Полицейский немного повысил голос:
– Добродетельная? Ну да, как же! Какой бы добродетельной она тебе ни казалась, сейчас это проклятая душа: она повесилась у себя в камере.
– Повесилась?
– Да, повесилась!
С воплями я ломилась в дверь чрева своей матери. С яростью и отчаянием я била кулаком, проламывая карман ее вод. Я захлебывалась и задыхалась в этой жидкой черноте. Я хотела там утонуть.
Повесилась? Хестер, Хестер, почему ты меня не подождала?

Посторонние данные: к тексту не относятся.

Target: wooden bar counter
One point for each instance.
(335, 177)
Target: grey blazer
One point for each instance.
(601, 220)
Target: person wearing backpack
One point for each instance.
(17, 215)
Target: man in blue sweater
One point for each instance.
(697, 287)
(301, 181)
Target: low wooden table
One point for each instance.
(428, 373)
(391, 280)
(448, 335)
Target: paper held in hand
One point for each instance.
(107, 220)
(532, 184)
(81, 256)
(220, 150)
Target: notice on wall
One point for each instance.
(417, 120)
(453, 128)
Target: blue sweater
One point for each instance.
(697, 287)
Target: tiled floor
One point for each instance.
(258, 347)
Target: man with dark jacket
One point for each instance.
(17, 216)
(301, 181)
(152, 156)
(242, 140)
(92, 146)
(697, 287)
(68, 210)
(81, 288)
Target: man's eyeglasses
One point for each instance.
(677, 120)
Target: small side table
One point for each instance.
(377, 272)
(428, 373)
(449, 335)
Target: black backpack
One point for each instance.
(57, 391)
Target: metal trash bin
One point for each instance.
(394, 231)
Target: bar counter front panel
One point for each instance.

Мама, неужели нашим мучениям не будет конца? А раз это так, я никогда не выйду на свет. Я останусь таиться в твоих водах, глухая, немая, слепая, скользя по стенке. Я прицеплюсь к ней так хорошо, что ты никогда не сможешь меня извергнуть наружу и я уйду в землю вместе с тобой, не познав проклятия дня. Мама, помоги мне!
Повесилась? Хестер, я ушла бы вместе с тобой!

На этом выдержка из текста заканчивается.